The answer lies in how the “car,” importin a3, interacts with the three-dimensional structure of the regions that surround RCC1’s hitch, the NLS. To probe the connections between these two proteins, Dr. Cingolani’s team first visualized the crystal structure of RCC1 while bound to importin a3. RCC1 harbors a b-propeller, a bulky molecular region that flanks its NLS. They found that in humans, importin a3 flexibly opens to accommodate the b-propeller, packing it against its lateral surface. Together, RCC1’s shape and importin a3’s ability to change its conformation drive this selective interaction.

In the past, scientists failed to decipher the complexity of the interaction between RCC1 and its importin because they were so focused on RCC1’s NLS. “Nobody, before this structure, had looked at a full-length cargo bound to an importin a,” says Dr. Cingolani.

Dr. Cingolani and colleagues also overlaid the structure of a different member of the importin family, importin a1, onto the structure of importin a3 bound to RCC1, noting that the a1 clashed with RCC1’s b-propeller. Accordingly, Dr. Cingolani’s team observed that RCC1 binds to importin a3 with much higher affinity than a1.

By removing RCC1’s b-propeller or by introducing a short sequence of amino acids between the b-propeller and NLS, researchers eliminated RCC1’s ability to strongly bind importin a3, demonstrating that “the recognition is global; the entire 3-D structure is recognized, not just the NLS,” says Dr. Cingolani.
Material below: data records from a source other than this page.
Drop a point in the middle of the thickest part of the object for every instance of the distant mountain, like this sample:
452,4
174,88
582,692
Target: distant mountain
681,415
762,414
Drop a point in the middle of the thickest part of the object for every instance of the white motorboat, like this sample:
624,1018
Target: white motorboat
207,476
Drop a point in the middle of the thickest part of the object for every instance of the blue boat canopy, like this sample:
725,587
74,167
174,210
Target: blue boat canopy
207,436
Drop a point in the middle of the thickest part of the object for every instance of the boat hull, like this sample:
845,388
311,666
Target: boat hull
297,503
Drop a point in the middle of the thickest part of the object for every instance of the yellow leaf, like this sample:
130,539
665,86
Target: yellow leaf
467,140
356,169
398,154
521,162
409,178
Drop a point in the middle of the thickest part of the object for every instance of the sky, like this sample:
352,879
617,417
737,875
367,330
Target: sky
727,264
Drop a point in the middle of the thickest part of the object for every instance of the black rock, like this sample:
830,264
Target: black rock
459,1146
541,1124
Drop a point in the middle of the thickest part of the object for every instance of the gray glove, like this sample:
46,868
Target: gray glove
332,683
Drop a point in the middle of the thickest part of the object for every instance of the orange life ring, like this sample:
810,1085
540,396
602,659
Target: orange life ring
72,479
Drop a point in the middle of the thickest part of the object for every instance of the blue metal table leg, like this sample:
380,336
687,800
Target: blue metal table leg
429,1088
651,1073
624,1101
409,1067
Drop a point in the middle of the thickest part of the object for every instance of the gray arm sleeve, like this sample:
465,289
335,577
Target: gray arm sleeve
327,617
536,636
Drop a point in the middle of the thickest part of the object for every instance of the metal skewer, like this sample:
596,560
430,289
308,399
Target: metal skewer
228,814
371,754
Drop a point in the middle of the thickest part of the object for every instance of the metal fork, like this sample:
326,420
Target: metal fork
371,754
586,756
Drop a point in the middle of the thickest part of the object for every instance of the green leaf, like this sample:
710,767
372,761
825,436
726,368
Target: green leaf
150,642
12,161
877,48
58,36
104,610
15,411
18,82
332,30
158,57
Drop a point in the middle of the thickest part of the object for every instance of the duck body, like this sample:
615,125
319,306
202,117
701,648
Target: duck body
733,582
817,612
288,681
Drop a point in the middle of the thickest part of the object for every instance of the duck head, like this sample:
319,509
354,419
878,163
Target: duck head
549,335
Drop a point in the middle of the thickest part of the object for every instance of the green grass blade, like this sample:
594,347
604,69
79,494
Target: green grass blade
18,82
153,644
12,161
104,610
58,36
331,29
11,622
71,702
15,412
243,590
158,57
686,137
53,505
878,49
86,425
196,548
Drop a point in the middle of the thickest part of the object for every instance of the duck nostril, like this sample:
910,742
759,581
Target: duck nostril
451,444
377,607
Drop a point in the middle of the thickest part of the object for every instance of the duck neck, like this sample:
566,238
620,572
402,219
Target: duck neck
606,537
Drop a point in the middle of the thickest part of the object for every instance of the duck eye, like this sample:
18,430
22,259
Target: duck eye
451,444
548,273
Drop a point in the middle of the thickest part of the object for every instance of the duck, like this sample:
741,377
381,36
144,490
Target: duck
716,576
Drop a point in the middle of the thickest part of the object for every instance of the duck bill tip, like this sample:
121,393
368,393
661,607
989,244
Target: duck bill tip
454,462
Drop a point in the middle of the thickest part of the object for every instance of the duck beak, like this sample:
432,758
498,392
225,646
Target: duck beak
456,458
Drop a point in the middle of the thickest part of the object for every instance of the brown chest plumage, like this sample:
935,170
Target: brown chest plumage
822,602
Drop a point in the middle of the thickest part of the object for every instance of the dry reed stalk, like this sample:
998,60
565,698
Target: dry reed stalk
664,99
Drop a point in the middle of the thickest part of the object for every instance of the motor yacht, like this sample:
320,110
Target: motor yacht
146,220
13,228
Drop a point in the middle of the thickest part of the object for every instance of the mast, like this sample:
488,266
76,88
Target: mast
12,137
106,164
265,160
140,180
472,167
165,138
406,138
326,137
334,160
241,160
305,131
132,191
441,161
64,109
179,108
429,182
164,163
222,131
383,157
“Nature gave [RCC1] a dedicated import pathway in humans in order to ferry essential cargos with more complicated shapes and structures,” says Dr. Cingolani. “RCC1 is just such an important protein, that you wouldn’t want it to have to compete with the other thousands of proteins that have an NLS.”

Dr. Cingolani and his team are now investigating specific interactions between importin a3 and its one other main cargo, transcription factor NF-kB, known for its role in cellular inflammation that leads to cancer. “Our preliminary data suggest NF-kB has a complex quaternary structure that, like RCC1, requires an overall structural recognition rather than a simple NLS. We’re pretty positive that we’ll see something similar,” he says.

Now, armed with knowledge of how importin a3 binds its two targets, researchers can design drugs that target this specific import pathway without disrupting other important traffic. “Although many have tried to target and block importin a3, none have been successful so far. Now we have the knowledge to selectively target one specific, unique binding interaction.” 

The study was funded by NIH grants (GM074846, GM100888, and CA56036). The authors report no conflicts of interest.

Article reference: G. Cingolani, et al., “Three-dimensional context rather than NLS amino acid sequence determines importin α subtype specificity for RCC1,” Nature Communications, doi:10.1038/s41467-017-01057-7, 2017.